The implementation avoids rendering untrusted data with innerHTML. Dynamic values are rendered with textContent, attributes, and DOM methods.

The server validates usernames before mapping them to file paths. The router prevents path traversal when serving static and shared files.

Acceptance criteria

  • The app starts with node server.js.
  • The home route shows a profile directory with search, create, and delete controls.
  • Search supports partial input and finds profiles by display name or email.
  • Opening /profile/marcus loads the profile from the server.
  • Editing the form immediately recalculates computed fields and validation errors.
  • The save button is disabled when the profile is invalid.
  • POST sends JSON to the same endpoint; the server validates with the shared domain module.
  • Invalid data is not saved; valid data is normalized and saved to ./data/profile/{username}.json.
  • Creating a profile stores new valid data; deleting removes the profile file.
  • Refreshing the page shows the last saved valid data.
  • No runtime framework or bundler is used.
  • All fetch calls are in static/api.js only.
  • The server routing table maps the first URL segment to a route module from routes/.
  • Component templates are assembled into index.html server-side; components access them synchronously.
  • Components contain no inline fetch calls.

Non-goals

  • Do not implement authentication.
  • Do not implement a database.
  • Do not implement server-side rendering.
  • Do not implement a design system.
  • Do not implement offline mode.
  • Do not implement optimistic conflict resolution.

Implementation notes

profile-create-dialog exists in the component directory, but the current app flow renders profile-form directly on /new.

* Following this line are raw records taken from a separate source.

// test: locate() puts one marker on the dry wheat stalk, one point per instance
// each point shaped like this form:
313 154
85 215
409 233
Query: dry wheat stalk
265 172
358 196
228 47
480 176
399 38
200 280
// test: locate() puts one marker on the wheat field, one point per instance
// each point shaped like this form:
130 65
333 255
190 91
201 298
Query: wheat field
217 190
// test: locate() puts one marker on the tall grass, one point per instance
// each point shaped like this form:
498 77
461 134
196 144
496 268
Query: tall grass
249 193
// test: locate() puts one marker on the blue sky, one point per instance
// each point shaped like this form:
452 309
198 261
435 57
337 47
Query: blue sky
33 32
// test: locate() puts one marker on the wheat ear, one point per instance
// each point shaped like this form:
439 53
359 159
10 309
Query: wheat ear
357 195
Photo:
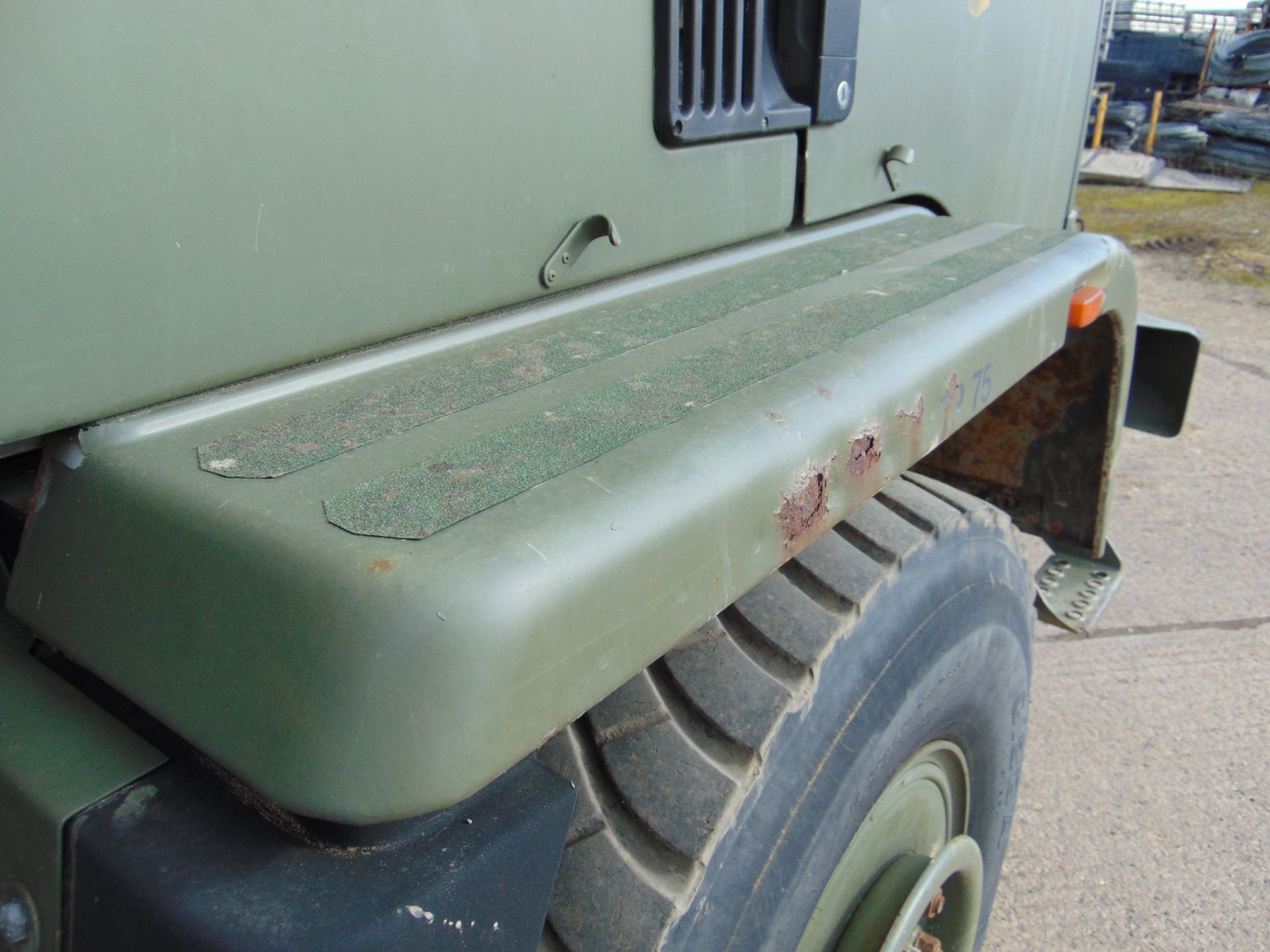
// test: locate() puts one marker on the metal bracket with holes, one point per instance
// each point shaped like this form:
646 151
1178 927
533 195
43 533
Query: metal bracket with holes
570 251
1074 590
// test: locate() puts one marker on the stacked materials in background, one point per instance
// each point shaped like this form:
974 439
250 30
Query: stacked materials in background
1148 17
1238 143
1140 63
1123 127
1179 140
1224 20
1242 61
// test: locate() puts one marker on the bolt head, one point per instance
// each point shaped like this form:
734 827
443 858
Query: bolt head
15 922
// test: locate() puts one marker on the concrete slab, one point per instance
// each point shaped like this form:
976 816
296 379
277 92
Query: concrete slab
1185 180
1118 168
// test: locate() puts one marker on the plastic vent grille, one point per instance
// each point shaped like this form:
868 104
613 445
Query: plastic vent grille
715 71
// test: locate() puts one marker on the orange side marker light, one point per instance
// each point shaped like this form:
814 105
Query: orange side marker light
1086 306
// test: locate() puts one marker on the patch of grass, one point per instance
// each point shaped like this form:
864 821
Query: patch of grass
1228 237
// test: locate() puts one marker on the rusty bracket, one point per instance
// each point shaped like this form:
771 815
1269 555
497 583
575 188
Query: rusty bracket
1074 590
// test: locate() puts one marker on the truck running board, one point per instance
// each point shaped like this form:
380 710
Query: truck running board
367 587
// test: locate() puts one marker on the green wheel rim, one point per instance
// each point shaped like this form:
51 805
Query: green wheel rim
911 877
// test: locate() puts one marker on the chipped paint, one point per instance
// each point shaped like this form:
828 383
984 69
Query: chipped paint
804 504
912 418
952 395
865 451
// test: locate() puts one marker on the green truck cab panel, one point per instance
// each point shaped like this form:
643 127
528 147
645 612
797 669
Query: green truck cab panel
367 592
992 99
193 194
59 754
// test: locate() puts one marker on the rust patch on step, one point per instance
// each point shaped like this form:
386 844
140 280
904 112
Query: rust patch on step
952 395
803 504
911 422
865 451
912 418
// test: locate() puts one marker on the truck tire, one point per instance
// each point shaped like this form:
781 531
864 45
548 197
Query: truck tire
799 766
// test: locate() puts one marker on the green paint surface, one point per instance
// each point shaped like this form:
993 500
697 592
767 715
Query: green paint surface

routes/static.js assembles templates into index.html at startup and caches loaded static files in memory.

Search currently returns all matching profiles sorted by username.

profile-form stores generated field elements in a Map and updates them from domain state.

profile-summary receives computed data through a serialized values attribute.

Architectural goal

The frontend is not a CRUD form with scattered validation. The important part is the separation between:

UI components
API boundary
shared domain logic
server routes
file storage

The browser gives immediate feedback, but the server remains the final authority.